The key scene for Titania is probably where she meets Bottom, and falls rapturously in love with him [III 1]. The premise of how the drug works it that it is when you see someone that you fall in love. So when she emerges from her bower, not having seen the Mankey of her dreams, she comes out in a towering temper because there has been all this racket going on before, and shouts, “What” and then sees him. So I’m having quite a lot of fun playing two different things on two different words. “What angel” actually encompasses the whole emotional spectrum – or that is the plan. We are having a great deal of fun with the scene so far, and it will be even more fun when the children are factored into it. The children appeared for the first time on Saturday, and they are beautiful. Of course children exist in their own reality, which is much more interesting and immediate than the artificial reality which we have spent weeks constructing. So my plan of action with the children is not to look at them, except for when Titania looks at them.

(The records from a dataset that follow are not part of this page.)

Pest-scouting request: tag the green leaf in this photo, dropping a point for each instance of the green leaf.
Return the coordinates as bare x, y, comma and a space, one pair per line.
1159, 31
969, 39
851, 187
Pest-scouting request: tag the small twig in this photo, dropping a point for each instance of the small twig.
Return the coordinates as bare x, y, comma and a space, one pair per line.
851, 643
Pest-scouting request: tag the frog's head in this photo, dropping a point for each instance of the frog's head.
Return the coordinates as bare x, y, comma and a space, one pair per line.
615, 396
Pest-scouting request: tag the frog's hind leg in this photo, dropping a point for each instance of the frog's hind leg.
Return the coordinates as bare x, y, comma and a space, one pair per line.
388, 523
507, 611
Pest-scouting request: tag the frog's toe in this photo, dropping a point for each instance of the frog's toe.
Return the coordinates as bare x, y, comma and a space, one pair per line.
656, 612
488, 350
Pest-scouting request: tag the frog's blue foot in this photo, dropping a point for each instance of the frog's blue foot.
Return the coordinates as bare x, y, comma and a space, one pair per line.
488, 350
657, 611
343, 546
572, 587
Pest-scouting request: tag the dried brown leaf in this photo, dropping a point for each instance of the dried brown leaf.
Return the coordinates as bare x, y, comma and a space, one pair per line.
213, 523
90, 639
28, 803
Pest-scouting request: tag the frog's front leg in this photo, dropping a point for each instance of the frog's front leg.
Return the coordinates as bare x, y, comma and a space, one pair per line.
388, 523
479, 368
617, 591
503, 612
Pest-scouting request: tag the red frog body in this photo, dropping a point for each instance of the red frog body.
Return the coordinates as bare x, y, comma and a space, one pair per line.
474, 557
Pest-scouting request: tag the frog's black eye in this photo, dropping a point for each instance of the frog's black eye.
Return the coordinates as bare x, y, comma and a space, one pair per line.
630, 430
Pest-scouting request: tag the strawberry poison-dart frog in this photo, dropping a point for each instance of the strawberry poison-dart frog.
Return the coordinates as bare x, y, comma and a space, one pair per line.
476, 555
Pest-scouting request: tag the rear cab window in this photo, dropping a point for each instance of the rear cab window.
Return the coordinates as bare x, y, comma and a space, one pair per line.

I’ll just carry on doing what it is that I should be doing in the moment, and hope that if/when anyone looks at me I will be in the right place that I should be at that point. When it works it will be fantastic, it might not work some of the time. That is the risk you take. It is worth it for when it will work. One of them was overheard to say, “She’s scary”, and I thought, well, you ain’t seen nothing yet. If you think this is scary mate… It’s true, I am scary. For Titania, that scene is great fun, and will be even more interesting with the child in it.


The high point of the week was doing the fairy meets Mankey scene the other day. I hope it is as entertaining for the audience as it is being for us. I just enjoy that scene so much. The low point is the abyss, on the brink of which I am teetering, which is Hippolyta at the end of the play. I am picking my way along the cherrystone path, but I’m not really convinced. I have this terrible feeling – perhaps not terrible because I’ve got time to do something about it – that there is an elephant in the room, that I haven’t yet managed to address. But I’m creeping up behind it, and I will address it, by the next bulletin.

For Hippolyta the scene I feel safest talking about is the first scene, which starts in one place and rapidly deteriorates from there as it is brought to Hippolyta’s attention just what Athens is like. I am playing her as a lofty woman; she is slightly above the clouds and thinks she is the most important person on the stage. In Athens, frankly, they are barbaric, and they have this ridiculous system that a woman can be killed just because she does not want to marry the man her father wants her to marry. So it all goes pear shaped fairly quickly in that scene. For Tom and me it gets better once we have got the dance over with, so we are existing in opposition to our characters emotional arc – phew when we have got that over with.

Real life

The rehearsal period takes over your life. My house looks like it has been burgled. I would only know it had been burgled if they tidied up a bit. It looks like a bombsite. I can’t sleep properly, I sleep for about two hours at a time, and then I wake up in a raging temper because I need more sleep than I’m actually getting. Then I feel slightly undercooked all day, but at the same time it is great fun to do. I did have a bad moment yesterday when Michael Matus, who is playing Peter Quince, pointed out to me that in ten days time people, having paid, will be watching. I suddenly realised the knock on effect I’ve had of missing the first week. Which is that that I’ve felt I have a week longer than I have, which is a bit unfortunate. Earlier I wished I had more to say because it would give me more to hang on to, now I’m devoutly grateful I haven’t any more to say – I have enough to contend with trying to hang on to what I have got to do. Although the rehearsal period does take over your life, I’m willing to let that happen, because it is the most interesting thing in my life. Once the show is up and on, then I can do a salvage job on the rest of my life and my flat.

These comments are the actor's thoughts or ideas about the part as she goes through the rehearsal process – they are simply her own interpretations and frequently change as the rehearsal process progresses.